Mais il peut apparaître une nouvelle évolution : un mouvement en phase avec  la troisième mutation, avec comme fondement la conjonction des opposés, en écho aux quatre structures familiales qui composent la France, et au processus d'individuation décrit par Jung. En référence aux travaux de Felix Guattari ( « Les trois écologies » ), on pourrait définir une écologie qui prendrait en compte différents systèmes interdépendants :

- l'échelle individuelle, l'écologie de l'esprit, comment chacun peut prendre en charge sa propre santé physique et psychique, avoir un comportement responsable envers l'environnement (en vertu d'une non séparabilité entre l'écologie extérieure et intérieure), prendre en compte l'ensemble de ses besoins, trouver enfin un équilibre entre l'orientation du désir vers l'extérieur (la publicité a cette fonction d'orienter le désir vers le matériel), et l'intérieur (l'individuation, les besoins existentiels, le développement des qualités de l'esprit comme par exemple les six vertus décrites en psychologie positive)

- l'interaction entre les différents systèmes familiaux,  en Europe, et en particulier en France, qui ramène à la dialectique des opposés

- le social, qui concerne le rapport à l'autre, depuis le proche jusqu'à la conscience de notre interdépendance et le lien entre l'ensemble de l'humanité.

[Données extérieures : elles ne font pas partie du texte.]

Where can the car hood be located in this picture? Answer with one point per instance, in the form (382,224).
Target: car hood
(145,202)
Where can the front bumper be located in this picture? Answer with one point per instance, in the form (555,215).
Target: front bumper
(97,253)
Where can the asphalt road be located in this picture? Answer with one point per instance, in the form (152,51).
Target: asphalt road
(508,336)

La mondialisation est avant tout la prise de conscience de notre appartenance commune à la planète Terre et de la solidarité des peuples, pour aboutir à une humanisation de nos sociétés. Cela implique la création d'une société civile mondiale.

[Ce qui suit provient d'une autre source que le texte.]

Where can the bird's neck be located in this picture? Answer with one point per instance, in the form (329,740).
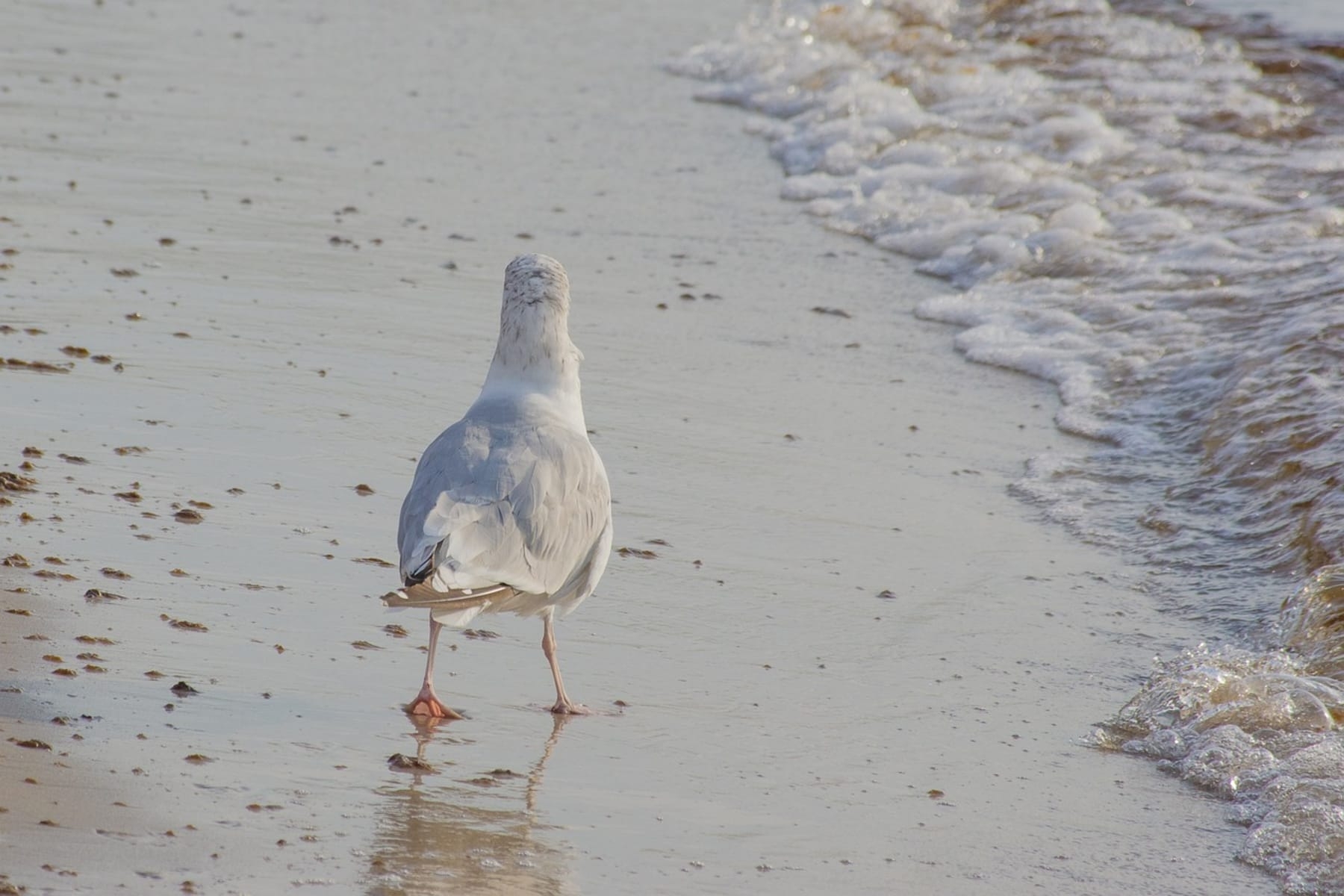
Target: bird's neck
(546,367)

- le politique, qui concerne une nouvelle forme d'organisation démocratique en écho à l'actuelle période de mutation et le principe de la conjonction des opposés (pour une humanisation de nos sociétés), la double-démocratie pouvant en représenter un modèle

- la préservation de l'environnement, ce qui passe par le développement d'une alimentation saine et des activités non polluantes dans une économie décarbonée (en particulier transports, énergie, rénovation thermique des bâtiments..), une décroissance des activités polluantes, la remise en question de notre système économique, et par la prévention des conflits et des guerres.

Comment pourrait être porté une telle évolution vers un développement vertueux ? La question de la pertinence des partis politiques se pose avec acuité dans ces temps où se creuse un fossé entre le peuple et les « élites politiques ». Penser le nouveau à partir de structures périmées et verticales n'est pas pertinent. Tout comme la quête de l'homme providentiel est illusoire. On pourrait donc imaginer que cela passe par l'émergence d'un mouvement citoyen organisé sur un mode décentralisé, fédéré à partir de réunions locales à l'échelle de chaque département (une sorte de grand débat mais totalement organisé et contrôlé par les citoyens eux-mêmes). Cette approche psycho socio politique porte en elle le germe d'une humanisation des sociétés (à l'inverse de la biopolitique qui conduit à l'asservissement des individus).